Why this recipe rocks:
Perf for spring!
Non vegan approved!
Yields 8-10 slices
30 minPrep Time
30 minCook Time
1 hrTotal Time
- 1 1/2 cups graham crackers, crushed
- 6 tablespoons vegan butter, melted (or coconut oil)
- 1/3 cup coconut sugar
- 7-10 dates
- 1 tsp cinnamon
- 1/2 cup pecans
- 1 package Follow Your Heart vegan cream cheese
- 1 package silken tofu (I used soft)
- 1/2 cup agave
- 2 tsp vanilla extract
- 1 teaspoon corn starch
- ½ cup flour
- Strawberry Rhubarb topping:
- 1 carton strawberries
- 4 stalks rhubarb
- 1/2 cup sugar
- 2 tsp corn starch
- Coconut whip:
- 1 can solid coconut or two cans coconut milk (refrigerated)
- 1 tsp vanilla extract
- 1/3 cup powdered sugar
- Preheat oven to 375° and line a spring-form pan with parchment paper (optional)
- Crust: In a food processor, add the graham crackers, pulse until small crumbs remain. Add vegan butter, coconut sugar, pecans, dates and vanilla extract and then press the mixture into the bottom of the spring form pan. Bake for 10 minutes and remove from oven
- Filling: In a food processor add the vegan cream cheese, silken tofu, agave, vanilla extract, and pulse until smooth and creamy. With mixer on slow, slowly add the corn starch and flour a little at a time until fully incorporated. Pour the mixture into the spring-form pan and bake for one hour. Remove the cheesecake from the oven and let cool on a counter top for one hour.

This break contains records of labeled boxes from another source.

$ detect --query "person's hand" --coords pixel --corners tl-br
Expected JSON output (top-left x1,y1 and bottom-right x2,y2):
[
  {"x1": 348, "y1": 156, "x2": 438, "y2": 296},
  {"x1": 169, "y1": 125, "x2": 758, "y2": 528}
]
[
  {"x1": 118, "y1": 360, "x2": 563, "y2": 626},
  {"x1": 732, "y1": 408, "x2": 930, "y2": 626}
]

- Make the rhubarb topping: In a large pan over medium heat add the sliced rhubarb and strawberries. Add 1/2 cup water, continue stirring for 3-5 minutes. Add the sugar and Add 1/2 cup water combine with cornstarch gradually while continuing to stir. Sugar will dissolve and its should become more of a sauce within 5-7 minutes. Set aside. Once cooled top the cooled cheesecake with the sauce and place in the fridge for 45 mins to 1hr. Top with coconut whip and serve.
- Coconut whip. Add the solid coconut to the bowl of a standing mixer. Whip until smooth. 3 mins. Add the vanilla extract and gradually add the powdered sugar ideally by sifting it in. Whip until smooth, set aside.